Adam Smith (1976) mostró que la simpatía es una capacidad inherente a los seres humanos, les permite instantáneamente identificarse con otros, aún corriendo el riego de descuidar el interés propio. Gracias a la imaginación nos podemos comparar con otros seres humanos y, por tanto, podemos ponernos en su lugar y sentir algo parecido a lo que pueden estar sintiendo (la llamada empatía). Éste es el primer paso en la formación de juicios morales y en la socialización de los individuos. Pero el interés de la sociedad es muy vago y abstracto, por lo que los individuos simpatizan con otros individuos o con grupos pequeños próximos, pero no con toda la sociedad y esto se aplica también al amor.

El profesor Sen (1977) hizo énfasis en que la simpatía consiste en una preocupación por otros, lo cual afecta directamente nuestro propio bienestar: por ejemplo, afirma que el saber que otros están siendo torturados enferma a quien experimenta simpatía. Y no duda en precisar que la simpatía puede ser una conducta egoísta, pues nuestro bienestar depende del bienestar de otros, y puede ser entendida como una externalidad.

Sen prefirió optar por el compromiso: la acción de ayudar o de confraternizarse, no la mera sensiblería. Aclara que existe compromiso cuando la persona actúa para poner freno a una injusticia.

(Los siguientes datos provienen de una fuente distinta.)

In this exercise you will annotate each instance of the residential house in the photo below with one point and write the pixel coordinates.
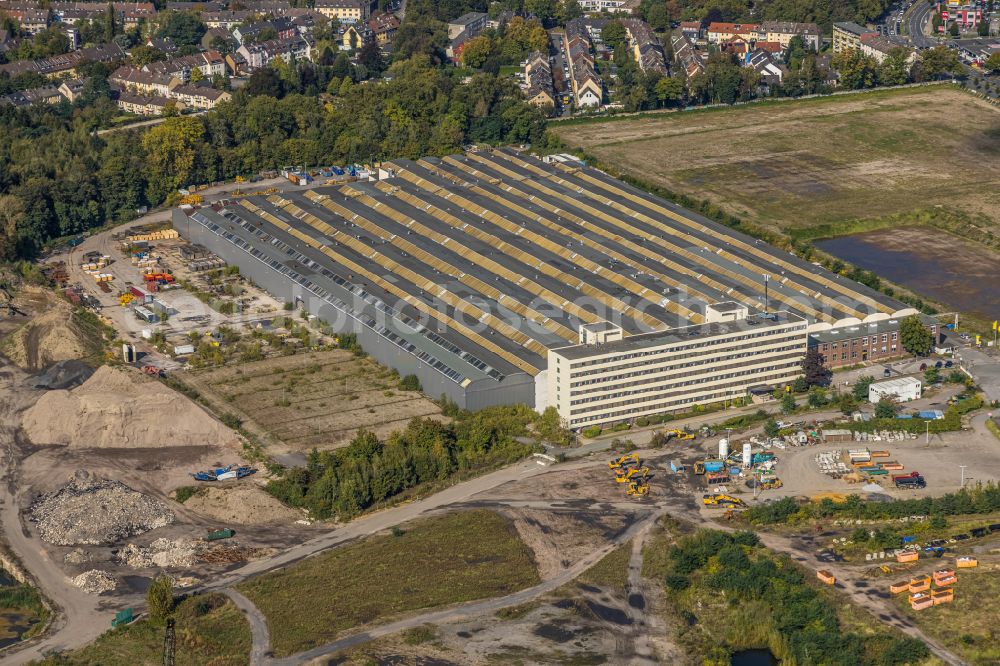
(271, 7)
(864, 342)
(164, 44)
(345, 11)
(258, 55)
(65, 63)
(587, 88)
(878, 48)
(771, 72)
(282, 27)
(848, 35)
(608, 6)
(209, 63)
(140, 82)
(354, 36)
(71, 89)
(723, 32)
(783, 32)
(43, 95)
(145, 105)
(199, 97)
(503, 18)
(687, 56)
(471, 24)
(31, 20)
(383, 27)
(538, 79)
(212, 34)
(646, 48)
(692, 29)
(227, 19)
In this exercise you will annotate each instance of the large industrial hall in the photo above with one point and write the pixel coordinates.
(471, 271)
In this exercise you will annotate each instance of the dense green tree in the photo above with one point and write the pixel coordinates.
(814, 370)
(185, 28)
(915, 337)
(856, 69)
(160, 598)
(938, 62)
(860, 390)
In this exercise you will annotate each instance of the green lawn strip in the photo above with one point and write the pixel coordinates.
(431, 562)
(209, 630)
(611, 571)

Tal conducta es no egoísta (implica un sacrificio, una actuación en contra del propio bienestar) y, en particular, es una metapreferencia ética. Sin embargo –insiste Sen– los compromisos no son universales, más bien están fragmentados en grupos como: familia, comunidad, gremio, empresa, partido, clase, país, etc.

Justamente, al estudiar la cooperación o solidaridad en causas colectivas o públicas, autores como Elster han mostrado la importancia de los individuos altruistas. Para este filósofo el mandamiento cristiano de “amar al prójimo como a uno mismo” es básicamente equivalente al imperativo (deber incondicional) de Kant: no tratar a las otras personas como medios para nuestros fines, tratarlos como quisiéramos que nos trataran a nosotros mismos.

Sea como fuere, lo que queda patente en el trabajo de Canté es la necesidad inherente que tiene el ser humano de amar y ser amado, así como la de poder socializar y compartir con nuestro entorno nuestras vidas y por tanto, cómo la reclusión de la pasada primavera nos ha hecho recapacitar a casi todos sobre nuestras vidas pre-COVID-19.

Ojalá esto no nos haya dejado secuelas emocionales y no se vuelva a repetir, pero si así fuera, considero que, a nivel personal, no lo gestionaríamos de la misma manera.